Indiana athletic director Fred Glass released a 574-word statement on the killing of George Floyd on Monday, saying his department stands with its student-athletes in “collective devastation and outrage.”

“Ever since I first saw the video of George Floyd’s murder, my heart has been hurting in a way I can’t remember it ever hurting, even though this is only the latest of too many examples of the awful consequence of racism so endemic in our society,” Glass said in his statement. “Still, I know my pain is only a shadow of that being experienced by people of color because as a white person, I can never truly understand the depth of their pain.”

Glass, along with incoming AD Scott Dolson, and associate athletic director Mattie White, held a Zoom meeting with the Athletic Director’s Council on Diversity and Inclusivity on Sunday.

Glass highlighted one comment made by a black female student.

“Mr. Glass, this is personal because somebody died because he looked like me.”

Glass continued, “Our students are hurting. All of them. They are our family, and we love them. We are proud to be a Department that has always put the holistic care and support of our students first which is all the more important in tough times.”

In the statement, Glass assured student-athletes that they have a right to free speech and peaceful protests without fear of disciplinary action and “university interference.” He said to only offer “thoughts and prayers” to the Floyd family would be “condemning ourselves to continuing to endure these kinds of atrocities, and George Floyd’s death will have been in vain.”

“While almost any action seems insufficient given the overwhelming challenge that racism poses to all of us, that can’t deter us into inaction,” Glass added. “We need to be the change we want to see in the world.”

The statement from Glass comes on the heels of other statements from IU coaches, namely football’s Tom Allen, volleyball’s Steve Aird, and women’s basketball’s Teri Moren. Multiple IU athletes have also been actively expressing their feelings on social media.

Also on Monday, the Big Ten Conference announced the formation of an Anti-Hate and Anti-Racism Coalition comprised of student-athletes, coaches, ADs, and university leaders.

“I have already received powerful notes of support and interest in joining this coalition and look forward to partnering with the existing diversity councils on our various campuses,” Big Ten commissioner Kevin Warren said in an open letter. “It is critical that our student-athletes possess their rights to free speech, their rights to peaceful protest and we will work to empower them in creating meaningful change.”

Warren also said his family’s foundation would be donating $100,000 to the Lawyers’ Committee for Civil Rights Under the Law in Washington D.C.
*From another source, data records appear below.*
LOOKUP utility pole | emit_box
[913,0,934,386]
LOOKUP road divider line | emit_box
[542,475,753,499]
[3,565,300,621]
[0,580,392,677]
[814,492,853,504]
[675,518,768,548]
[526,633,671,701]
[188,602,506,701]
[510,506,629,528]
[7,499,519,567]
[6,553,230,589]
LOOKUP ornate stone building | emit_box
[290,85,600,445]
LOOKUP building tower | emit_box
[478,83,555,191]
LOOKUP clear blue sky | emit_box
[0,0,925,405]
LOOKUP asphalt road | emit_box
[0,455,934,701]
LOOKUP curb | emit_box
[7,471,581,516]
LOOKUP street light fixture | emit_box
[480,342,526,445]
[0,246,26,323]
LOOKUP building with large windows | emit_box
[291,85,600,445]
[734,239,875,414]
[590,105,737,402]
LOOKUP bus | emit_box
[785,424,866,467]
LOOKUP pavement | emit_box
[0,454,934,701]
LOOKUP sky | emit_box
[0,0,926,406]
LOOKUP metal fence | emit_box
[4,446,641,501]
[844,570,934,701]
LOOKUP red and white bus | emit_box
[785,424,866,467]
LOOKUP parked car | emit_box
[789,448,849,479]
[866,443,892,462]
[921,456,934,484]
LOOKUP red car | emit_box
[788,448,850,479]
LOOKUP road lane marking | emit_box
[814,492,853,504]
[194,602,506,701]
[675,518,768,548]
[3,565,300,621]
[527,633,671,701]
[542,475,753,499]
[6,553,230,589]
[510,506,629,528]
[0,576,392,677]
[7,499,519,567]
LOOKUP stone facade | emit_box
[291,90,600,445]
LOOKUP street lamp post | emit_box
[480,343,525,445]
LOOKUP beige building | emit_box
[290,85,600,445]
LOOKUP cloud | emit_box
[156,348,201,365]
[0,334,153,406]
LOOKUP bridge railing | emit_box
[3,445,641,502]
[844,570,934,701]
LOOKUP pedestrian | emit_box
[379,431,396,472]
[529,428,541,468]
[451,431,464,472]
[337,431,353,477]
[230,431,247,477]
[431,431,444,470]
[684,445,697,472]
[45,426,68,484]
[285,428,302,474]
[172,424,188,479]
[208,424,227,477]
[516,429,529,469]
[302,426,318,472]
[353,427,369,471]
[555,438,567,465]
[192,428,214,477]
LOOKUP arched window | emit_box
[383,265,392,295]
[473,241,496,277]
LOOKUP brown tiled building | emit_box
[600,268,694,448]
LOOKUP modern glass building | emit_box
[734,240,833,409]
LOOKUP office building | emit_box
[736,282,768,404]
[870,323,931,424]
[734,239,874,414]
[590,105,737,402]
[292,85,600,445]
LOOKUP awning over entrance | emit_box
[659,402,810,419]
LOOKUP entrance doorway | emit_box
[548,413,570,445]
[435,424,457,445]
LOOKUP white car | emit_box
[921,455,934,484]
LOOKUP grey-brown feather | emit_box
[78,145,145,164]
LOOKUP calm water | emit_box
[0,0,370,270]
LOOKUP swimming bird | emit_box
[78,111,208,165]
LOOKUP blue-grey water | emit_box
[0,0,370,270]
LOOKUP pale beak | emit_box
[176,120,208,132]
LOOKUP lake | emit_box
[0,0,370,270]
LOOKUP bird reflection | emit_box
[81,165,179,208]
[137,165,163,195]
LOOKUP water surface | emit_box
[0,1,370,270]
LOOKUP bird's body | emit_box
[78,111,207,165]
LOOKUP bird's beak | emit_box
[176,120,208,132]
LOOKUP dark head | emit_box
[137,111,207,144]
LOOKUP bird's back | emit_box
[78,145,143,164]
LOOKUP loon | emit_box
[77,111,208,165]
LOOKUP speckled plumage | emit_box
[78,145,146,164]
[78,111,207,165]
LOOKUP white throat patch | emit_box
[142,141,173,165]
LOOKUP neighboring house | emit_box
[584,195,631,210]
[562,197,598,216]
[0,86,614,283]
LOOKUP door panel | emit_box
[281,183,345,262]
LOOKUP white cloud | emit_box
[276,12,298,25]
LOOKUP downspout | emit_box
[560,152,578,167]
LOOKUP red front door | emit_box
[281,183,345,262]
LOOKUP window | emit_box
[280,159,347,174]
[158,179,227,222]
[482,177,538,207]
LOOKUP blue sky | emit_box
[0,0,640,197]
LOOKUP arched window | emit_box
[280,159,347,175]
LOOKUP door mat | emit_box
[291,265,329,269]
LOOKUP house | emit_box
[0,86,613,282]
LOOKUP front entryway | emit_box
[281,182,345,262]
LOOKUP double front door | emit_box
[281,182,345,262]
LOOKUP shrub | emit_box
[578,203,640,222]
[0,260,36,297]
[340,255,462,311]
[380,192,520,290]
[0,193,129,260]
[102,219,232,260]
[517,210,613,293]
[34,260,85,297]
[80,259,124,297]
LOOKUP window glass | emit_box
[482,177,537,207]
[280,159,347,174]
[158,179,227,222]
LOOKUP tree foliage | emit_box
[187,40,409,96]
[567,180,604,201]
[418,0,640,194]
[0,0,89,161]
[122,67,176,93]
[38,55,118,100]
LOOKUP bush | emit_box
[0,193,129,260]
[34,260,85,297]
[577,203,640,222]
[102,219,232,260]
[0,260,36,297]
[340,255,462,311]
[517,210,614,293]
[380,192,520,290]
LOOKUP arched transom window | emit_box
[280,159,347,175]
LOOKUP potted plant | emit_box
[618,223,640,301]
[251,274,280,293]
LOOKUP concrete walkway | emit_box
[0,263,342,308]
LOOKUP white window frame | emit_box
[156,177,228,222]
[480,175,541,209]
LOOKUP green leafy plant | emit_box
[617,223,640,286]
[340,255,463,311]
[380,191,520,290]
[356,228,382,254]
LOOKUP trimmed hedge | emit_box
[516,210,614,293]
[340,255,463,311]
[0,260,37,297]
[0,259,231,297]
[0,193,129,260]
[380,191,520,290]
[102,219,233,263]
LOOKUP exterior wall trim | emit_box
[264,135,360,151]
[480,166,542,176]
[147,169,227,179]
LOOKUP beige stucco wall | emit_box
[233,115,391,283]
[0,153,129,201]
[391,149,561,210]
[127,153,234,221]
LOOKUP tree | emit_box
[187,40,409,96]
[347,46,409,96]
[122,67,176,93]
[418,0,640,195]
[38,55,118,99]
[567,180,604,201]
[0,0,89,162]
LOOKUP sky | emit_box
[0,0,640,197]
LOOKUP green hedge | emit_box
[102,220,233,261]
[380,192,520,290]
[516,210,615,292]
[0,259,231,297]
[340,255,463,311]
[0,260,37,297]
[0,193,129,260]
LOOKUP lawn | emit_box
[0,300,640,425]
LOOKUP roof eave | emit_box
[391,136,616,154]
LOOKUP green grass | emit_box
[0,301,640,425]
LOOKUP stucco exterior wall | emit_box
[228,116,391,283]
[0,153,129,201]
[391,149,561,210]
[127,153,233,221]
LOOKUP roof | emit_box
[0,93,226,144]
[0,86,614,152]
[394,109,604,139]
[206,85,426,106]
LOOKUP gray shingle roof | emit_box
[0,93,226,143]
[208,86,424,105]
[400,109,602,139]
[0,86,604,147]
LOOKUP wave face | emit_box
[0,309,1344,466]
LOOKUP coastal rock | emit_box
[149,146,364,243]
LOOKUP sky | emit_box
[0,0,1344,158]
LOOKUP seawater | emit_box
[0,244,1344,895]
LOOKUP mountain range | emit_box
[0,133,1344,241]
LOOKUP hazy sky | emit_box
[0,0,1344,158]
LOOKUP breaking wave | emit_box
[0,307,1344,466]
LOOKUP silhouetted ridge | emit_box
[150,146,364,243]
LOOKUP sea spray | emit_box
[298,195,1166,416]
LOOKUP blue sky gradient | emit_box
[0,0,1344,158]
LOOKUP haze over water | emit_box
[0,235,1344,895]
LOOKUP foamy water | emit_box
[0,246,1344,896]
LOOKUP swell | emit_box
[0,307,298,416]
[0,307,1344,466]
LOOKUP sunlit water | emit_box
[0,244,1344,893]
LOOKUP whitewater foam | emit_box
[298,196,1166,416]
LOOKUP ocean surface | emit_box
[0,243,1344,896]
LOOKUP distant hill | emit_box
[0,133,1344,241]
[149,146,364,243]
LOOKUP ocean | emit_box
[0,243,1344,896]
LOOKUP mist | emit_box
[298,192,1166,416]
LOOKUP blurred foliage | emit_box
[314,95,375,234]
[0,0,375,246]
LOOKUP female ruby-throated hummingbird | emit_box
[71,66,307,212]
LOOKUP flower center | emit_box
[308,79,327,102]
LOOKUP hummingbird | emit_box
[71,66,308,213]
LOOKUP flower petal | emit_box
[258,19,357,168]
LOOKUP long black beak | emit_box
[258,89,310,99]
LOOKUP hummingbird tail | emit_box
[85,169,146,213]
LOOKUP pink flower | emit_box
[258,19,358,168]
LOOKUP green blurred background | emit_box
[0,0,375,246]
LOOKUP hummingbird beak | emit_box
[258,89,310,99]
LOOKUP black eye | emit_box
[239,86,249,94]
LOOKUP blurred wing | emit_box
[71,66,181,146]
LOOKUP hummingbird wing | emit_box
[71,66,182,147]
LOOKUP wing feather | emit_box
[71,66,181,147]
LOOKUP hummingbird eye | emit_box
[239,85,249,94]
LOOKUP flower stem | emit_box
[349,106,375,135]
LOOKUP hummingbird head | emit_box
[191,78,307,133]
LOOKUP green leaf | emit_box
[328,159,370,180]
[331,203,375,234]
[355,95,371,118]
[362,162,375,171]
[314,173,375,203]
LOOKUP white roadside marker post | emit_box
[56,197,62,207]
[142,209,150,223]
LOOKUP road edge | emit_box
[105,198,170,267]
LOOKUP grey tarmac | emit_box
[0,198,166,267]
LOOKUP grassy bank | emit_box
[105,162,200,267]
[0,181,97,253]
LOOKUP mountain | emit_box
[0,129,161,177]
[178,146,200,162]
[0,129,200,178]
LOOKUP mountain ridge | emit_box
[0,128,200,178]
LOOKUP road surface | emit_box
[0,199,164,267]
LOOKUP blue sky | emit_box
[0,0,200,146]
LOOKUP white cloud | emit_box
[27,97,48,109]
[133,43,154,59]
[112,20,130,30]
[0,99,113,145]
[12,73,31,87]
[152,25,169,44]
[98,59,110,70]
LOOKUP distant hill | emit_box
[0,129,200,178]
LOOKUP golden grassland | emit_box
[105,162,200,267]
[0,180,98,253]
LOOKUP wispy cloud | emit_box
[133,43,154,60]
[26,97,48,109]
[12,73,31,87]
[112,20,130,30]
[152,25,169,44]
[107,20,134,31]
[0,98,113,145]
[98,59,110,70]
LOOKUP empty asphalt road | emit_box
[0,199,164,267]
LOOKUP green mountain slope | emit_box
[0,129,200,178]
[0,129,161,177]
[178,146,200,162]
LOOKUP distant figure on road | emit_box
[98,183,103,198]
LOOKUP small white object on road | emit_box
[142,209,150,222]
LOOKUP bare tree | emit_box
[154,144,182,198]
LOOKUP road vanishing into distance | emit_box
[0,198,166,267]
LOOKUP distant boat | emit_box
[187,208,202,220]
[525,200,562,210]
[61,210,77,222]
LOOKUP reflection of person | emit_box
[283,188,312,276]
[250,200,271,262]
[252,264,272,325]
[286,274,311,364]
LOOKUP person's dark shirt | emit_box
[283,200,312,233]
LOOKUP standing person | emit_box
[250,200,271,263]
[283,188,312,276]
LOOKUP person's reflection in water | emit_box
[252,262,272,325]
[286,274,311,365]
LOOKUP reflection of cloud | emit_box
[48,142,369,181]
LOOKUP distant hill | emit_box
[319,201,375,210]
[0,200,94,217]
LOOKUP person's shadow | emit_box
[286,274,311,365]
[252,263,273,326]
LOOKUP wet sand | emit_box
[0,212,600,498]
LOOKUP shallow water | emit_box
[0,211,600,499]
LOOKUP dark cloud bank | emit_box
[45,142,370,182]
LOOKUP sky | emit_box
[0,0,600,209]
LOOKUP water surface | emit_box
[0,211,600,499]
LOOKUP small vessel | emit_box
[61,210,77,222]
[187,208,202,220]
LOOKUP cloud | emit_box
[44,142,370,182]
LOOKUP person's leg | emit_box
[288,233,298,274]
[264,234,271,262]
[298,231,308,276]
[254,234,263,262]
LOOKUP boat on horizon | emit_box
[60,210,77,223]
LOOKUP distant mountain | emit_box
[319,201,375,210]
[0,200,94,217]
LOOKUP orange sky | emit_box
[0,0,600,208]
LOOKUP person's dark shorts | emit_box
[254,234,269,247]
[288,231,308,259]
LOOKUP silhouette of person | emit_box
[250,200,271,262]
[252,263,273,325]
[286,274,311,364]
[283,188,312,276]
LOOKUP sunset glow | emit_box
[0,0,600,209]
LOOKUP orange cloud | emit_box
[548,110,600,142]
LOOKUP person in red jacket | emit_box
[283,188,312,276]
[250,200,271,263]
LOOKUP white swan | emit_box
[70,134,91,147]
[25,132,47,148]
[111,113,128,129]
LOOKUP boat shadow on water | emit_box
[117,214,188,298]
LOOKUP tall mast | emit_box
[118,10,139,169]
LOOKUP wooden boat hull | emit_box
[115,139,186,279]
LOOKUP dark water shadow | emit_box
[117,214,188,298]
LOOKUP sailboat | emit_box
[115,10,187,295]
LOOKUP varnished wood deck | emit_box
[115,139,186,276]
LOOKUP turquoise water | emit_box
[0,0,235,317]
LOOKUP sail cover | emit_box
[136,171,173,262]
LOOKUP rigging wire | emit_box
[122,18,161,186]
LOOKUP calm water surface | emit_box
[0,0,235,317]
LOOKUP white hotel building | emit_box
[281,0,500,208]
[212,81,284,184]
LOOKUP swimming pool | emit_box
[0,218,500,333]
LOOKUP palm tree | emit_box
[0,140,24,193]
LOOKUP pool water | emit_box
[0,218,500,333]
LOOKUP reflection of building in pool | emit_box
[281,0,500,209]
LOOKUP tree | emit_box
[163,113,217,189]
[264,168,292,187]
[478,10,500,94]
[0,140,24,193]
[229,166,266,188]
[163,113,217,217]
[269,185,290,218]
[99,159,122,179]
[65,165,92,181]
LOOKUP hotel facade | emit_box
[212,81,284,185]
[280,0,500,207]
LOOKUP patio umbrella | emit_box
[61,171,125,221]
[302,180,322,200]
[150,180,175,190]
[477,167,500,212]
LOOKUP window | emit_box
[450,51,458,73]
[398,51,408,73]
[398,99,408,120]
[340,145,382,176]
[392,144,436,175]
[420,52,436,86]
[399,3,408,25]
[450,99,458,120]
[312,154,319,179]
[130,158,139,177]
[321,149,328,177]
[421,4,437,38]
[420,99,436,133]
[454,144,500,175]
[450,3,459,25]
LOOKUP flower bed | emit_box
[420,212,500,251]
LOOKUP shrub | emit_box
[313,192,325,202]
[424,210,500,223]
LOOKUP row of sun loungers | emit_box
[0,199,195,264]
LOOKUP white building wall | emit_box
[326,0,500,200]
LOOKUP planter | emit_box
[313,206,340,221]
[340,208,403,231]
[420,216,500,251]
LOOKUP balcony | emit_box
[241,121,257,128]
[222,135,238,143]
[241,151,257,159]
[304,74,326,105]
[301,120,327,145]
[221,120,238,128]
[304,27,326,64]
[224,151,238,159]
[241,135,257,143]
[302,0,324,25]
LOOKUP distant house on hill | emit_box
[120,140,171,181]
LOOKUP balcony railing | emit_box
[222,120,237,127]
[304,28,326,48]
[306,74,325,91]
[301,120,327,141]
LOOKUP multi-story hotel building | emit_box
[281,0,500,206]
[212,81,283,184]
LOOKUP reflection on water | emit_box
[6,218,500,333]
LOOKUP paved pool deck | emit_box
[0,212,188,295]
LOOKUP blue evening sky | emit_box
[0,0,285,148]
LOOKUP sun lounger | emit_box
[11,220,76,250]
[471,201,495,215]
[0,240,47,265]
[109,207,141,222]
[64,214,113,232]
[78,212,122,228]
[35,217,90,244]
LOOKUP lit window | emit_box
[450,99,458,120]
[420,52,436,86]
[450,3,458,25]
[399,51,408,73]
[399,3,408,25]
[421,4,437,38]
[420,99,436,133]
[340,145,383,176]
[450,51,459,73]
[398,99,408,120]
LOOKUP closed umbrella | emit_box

Glass said his Zoom discussion Sunday was “very powerful and valuable” and he will co-host another Zoom conversation this week with student-athletes that wish to discuss their experiences and perspectives on Floyd’s death and what it means to them, as well as “how we should move forward as individuals and as part of IU Athletics.” There will also be a similar conversation held between head coaches and interested IU athletics staff.

Glass added that the department’s Office of Counseling and Sport Psychology will reach out to all coaches and athletes about mental health services “tailored to address the trauma we know is being generated by George Floyd’s death and its aftermath.”

“There are no easy or simple ways to fight racism or secure racial justice and equality, but that can’t be a reason not to try,” Glass concluded. “I am confident that by sharing with each other and working together we can make a meaningful difference in IU Athletics and beyond.”